I first heard about the work of Rewilding Europe when we covered rewilding efforts in the Rhodope Mountains of Bulgaria and Greece. As a Bulgarian it made me so proud to hear my country mentioned in connection with rewilding. I had never heard an example of a Bulgarian conservation project mentioned in any of my lectures before!

In July this year I will travel to the Rhodope Mountains for the first time, and meet the rewilding team there. I will enjoy seeing the area and witness the great work being carried out in this area.


The need for rewilding

What would you say are the biggest conservation challenges that Europe faces today?

I would say that the biggest challenge is climate change, and how people perceive it. Through landscape-scale restoration, rewilding could create an interconnected system of more robust, resilient European ecosystems that make a huge contribution to the mitigation of climate change. Not only would these restored ecosystems lock up more carbon, they would also allow wildlife to adapt to climate change by enabling south-north migration.

I love the fact that rewilding prioritises people as much as it does wild nature. For any conservation approach to really work, it has to involve people – this is especially true in such a densely populated continent as Europe.

As a conservation approach, do you think rewilding resonates with young people?

Today more and more young people are rising up and making themselves heard when it comes to conservation issues – just look at the recent climate change strikes across the world. I think young Europeans are increasingly disenchanted with traditional approaches to conservation, which are clearly not delivering the expected results.

With its practical focus and message of hope, rewilding really does resonate with younger generations. As the efforts of Rewilding Europe and other European-based rewilding initiatives have shown, rewilding can deliver positive, tranformative results. With its emphasis on wild nature and people, it is both inclusive and inspirational.

Young Europeans want (and need) a continent where they can connect with wild nature – where they can can see wildlife, enjoy nature and go biking, hiking and walking, where they can escape the pressures of urban life.

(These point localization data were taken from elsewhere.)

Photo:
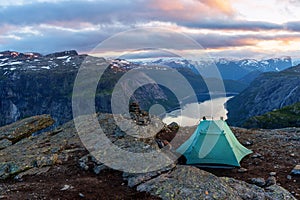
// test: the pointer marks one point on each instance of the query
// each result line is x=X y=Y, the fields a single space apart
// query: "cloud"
x=223 y=6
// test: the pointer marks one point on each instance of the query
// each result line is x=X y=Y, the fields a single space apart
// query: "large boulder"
x=187 y=182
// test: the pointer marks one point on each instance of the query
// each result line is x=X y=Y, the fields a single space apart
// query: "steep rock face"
x=34 y=84
x=268 y=92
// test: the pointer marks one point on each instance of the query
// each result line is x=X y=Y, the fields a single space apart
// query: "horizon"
x=235 y=29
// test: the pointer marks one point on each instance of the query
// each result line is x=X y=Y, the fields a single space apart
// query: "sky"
x=225 y=28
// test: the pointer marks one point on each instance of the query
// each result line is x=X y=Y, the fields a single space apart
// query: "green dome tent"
x=213 y=143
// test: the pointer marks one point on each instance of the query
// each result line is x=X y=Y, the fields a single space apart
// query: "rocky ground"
x=55 y=165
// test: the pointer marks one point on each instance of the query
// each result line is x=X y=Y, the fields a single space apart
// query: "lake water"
x=191 y=114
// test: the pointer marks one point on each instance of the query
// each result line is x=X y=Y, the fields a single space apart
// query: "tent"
x=213 y=143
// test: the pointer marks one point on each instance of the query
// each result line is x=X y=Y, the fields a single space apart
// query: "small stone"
x=272 y=173
x=296 y=170
x=256 y=155
x=248 y=143
x=81 y=195
x=270 y=181
x=242 y=170
x=97 y=169
x=258 y=181
x=66 y=187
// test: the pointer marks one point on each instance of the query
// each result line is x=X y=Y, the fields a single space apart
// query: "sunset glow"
x=230 y=28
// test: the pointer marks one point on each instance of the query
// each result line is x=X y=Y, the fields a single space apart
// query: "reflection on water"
x=193 y=112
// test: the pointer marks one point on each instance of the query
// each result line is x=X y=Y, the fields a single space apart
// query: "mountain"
x=33 y=84
x=229 y=69
x=272 y=90
x=288 y=116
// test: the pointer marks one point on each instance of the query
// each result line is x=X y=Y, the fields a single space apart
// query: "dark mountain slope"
x=272 y=90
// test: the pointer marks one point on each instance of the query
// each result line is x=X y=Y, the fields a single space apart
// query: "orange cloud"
x=223 y=6
x=192 y=9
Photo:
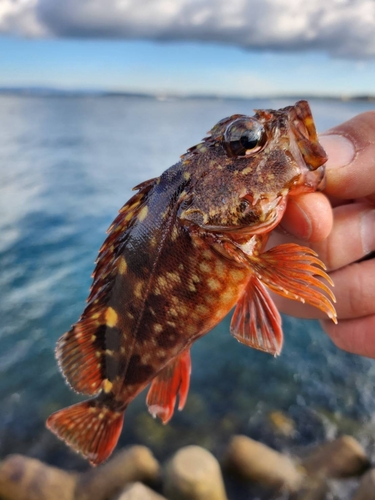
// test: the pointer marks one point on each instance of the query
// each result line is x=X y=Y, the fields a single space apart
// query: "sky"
x=237 y=47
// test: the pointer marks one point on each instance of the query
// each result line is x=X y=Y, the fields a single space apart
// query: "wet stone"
x=193 y=473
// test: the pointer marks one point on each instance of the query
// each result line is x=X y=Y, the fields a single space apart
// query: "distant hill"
x=56 y=92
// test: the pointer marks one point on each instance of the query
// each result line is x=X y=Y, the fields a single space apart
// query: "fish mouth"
x=269 y=214
x=307 y=148
x=303 y=128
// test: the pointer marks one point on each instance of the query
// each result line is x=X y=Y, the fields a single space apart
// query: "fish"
x=185 y=250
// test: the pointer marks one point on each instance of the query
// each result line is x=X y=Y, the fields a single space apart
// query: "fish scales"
x=186 y=249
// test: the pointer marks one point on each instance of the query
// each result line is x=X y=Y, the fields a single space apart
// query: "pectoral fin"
x=173 y=380
x=290 y=270
x=256 y=322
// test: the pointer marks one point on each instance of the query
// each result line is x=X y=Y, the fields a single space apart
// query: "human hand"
x=340 y=227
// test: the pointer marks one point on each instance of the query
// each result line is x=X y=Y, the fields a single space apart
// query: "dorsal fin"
x=79 y=350
x=107 y=260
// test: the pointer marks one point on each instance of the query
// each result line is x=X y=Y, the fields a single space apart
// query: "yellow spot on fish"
x=122 y=266
x=107 y=385
x=129 y=216
x=182 y=309
x=237 y=274
x=246 y=170
x=172 y=312
x=162 y=282
x=146 y=357
x=111 y=317
x=220 y=268
x=201 y=309
x=138 y=289
x=190 y=329
x=207 y=254
x=174 y=233
x=205 y=267
x=173 y=277
x=228 y=295
x=143 y=213
x=213 y=284
x=210 y=299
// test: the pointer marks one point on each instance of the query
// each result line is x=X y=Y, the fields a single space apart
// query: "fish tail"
x=90 y=428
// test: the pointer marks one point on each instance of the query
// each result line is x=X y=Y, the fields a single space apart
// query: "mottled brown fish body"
x=186 y=249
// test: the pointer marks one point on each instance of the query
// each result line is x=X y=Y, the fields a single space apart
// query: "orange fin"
x=290 y=271
x=256 y=322
x=90 y=429
x=172 y=380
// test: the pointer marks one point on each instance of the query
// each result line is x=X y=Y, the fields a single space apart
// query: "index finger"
x=351 y=157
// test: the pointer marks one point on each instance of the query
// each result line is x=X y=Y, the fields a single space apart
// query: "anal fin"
x=173 y=380
x=256 y=321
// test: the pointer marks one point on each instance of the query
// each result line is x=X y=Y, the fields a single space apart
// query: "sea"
x=67 y=165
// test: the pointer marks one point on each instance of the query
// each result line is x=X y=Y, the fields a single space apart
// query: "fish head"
x=241 y=174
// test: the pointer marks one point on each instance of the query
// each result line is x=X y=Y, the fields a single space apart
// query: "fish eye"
x=243 y=137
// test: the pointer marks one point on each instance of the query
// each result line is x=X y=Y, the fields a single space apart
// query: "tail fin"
x=88 y=428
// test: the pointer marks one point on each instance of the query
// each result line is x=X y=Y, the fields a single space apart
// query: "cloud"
x=344 y=28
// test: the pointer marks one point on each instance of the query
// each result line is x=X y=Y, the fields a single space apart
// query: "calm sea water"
x=66 y=166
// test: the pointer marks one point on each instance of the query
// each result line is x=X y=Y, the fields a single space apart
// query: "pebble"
x=24 y=478
x=193 y=473
x=254 y=461
x=138 y=491
x=129 y=465
x=342 y=458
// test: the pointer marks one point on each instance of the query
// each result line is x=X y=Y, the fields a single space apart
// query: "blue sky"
x=53 y=43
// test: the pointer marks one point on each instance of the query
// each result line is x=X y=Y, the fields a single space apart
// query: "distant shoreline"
x=52 y=92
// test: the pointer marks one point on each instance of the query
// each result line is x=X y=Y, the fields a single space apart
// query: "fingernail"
x=301 y=229
x=340 y=150
x=367 y=231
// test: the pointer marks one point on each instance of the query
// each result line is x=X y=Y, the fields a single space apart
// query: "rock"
x=24 y=478
x=282 y=424
x=138 y=491
x=130 y=465
x=312 y=489
x=366 y=490
x=341 y=458
x=193 y=473
x=253 y=461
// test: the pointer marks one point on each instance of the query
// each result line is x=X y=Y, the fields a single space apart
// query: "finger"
x=351 y=152
x=353 y=335
x=354 y=290
x=308 y=217
x=352 y=236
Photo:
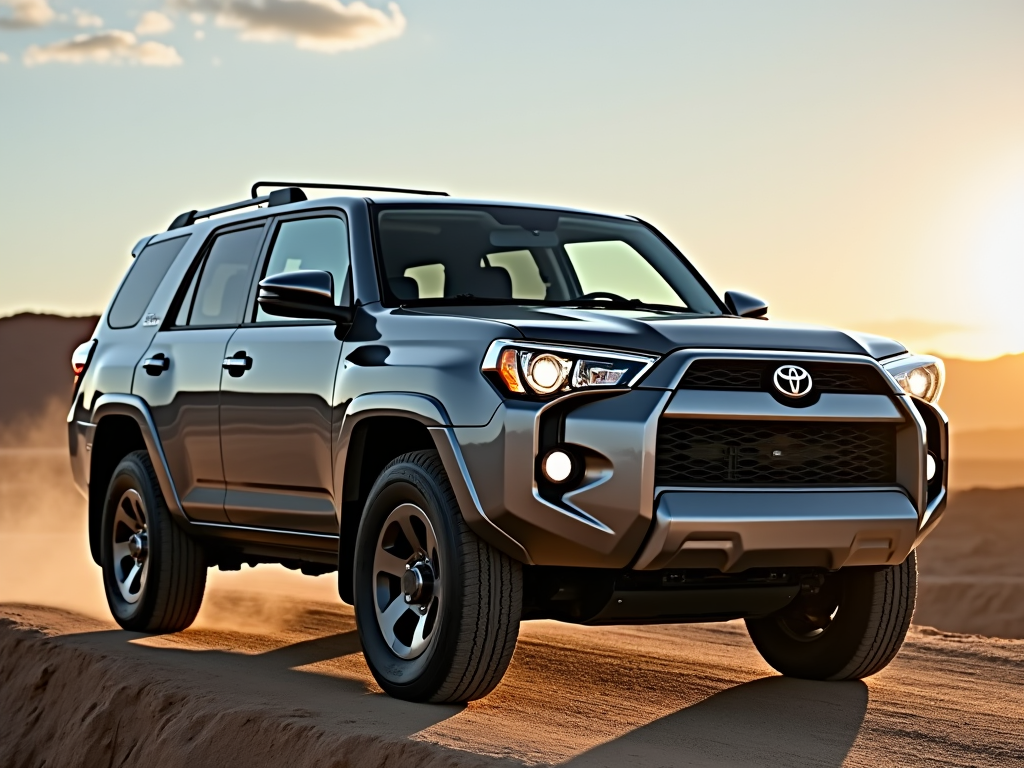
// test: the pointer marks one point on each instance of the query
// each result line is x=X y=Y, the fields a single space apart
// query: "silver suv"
x=482 y=413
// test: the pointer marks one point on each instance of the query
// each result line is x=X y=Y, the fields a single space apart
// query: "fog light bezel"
x=554 y=454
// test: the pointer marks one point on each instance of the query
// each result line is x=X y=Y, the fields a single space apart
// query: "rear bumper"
x=734 y=530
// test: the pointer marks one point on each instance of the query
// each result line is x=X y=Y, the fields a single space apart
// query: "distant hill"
x=985 y=394
x=35 y=363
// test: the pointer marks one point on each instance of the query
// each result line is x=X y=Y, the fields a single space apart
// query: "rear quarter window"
x=141 y=283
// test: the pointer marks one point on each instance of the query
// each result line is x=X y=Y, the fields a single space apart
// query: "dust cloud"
x=44 y=544
x=972 y=577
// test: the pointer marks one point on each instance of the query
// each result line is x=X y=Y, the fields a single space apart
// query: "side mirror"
x=304 y=293
x=744 y=305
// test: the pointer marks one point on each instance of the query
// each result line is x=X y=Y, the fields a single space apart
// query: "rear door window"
x=140 y=285
x=219 y=292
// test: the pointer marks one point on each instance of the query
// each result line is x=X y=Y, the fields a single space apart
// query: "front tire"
x=437 y=607
x=154 y=574
x=851 y=628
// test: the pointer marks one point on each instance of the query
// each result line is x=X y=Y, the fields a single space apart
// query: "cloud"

Rewilding has already shown that it can help to make this kind of continent a reality.



Can you tell us about a conservation-related story from your own country  that you find particularly inspirational?

The rewilding efforts in the Rhodope Mountains of my own country make me immensely proud. To see griffon vultures making a comeback here as part of restoring a unique food chain – after they nearly disappeared from Bulgaria altogether – just shows what rewilding can achieve if given the opportunity.

The Bulgarian economy is still developing, and we have endured some difficult economic times in the past. Yet we have still managed to preserve a lot of our forests, many as relatively pristine habitat. This is a positive story that other European countries could learn from and be inspired by.

One of Rewilding Europe’s aims is to reconnect people with wild nature. Do you need wild nature in your life, and if so, what does it give you?

Everyone needs wild nature in their life. When nature is missing some people try to replace it with other things, by working, by keeping busy in their urban lives. But such things can’t satisfy this basic need.

I need to experience wild nature at least once a week. It calms me and makes me feel both humbled and grounded. Being based in Scotland I’m lucky enough to have places such as the Cairngorms National Park and Glen Tanar National Nature Reserve a short journey away. I also have the beautiful botanical gardens at Aberdeen University even closer to hand.        

What’s your favourite animal, and why?

That’s a tough question to ask a nature lover! Pilot whales, because I’ve been lucky enough to encounter them – they’re so friendly and intelligent. I love birds, especially kingfishers and puffins, and of course the griffon vultures that are making a comeback in my own country. I’m sure that being involved with Rewilding Europe will allow me to experience many more of Europe’s amazing wildlife species!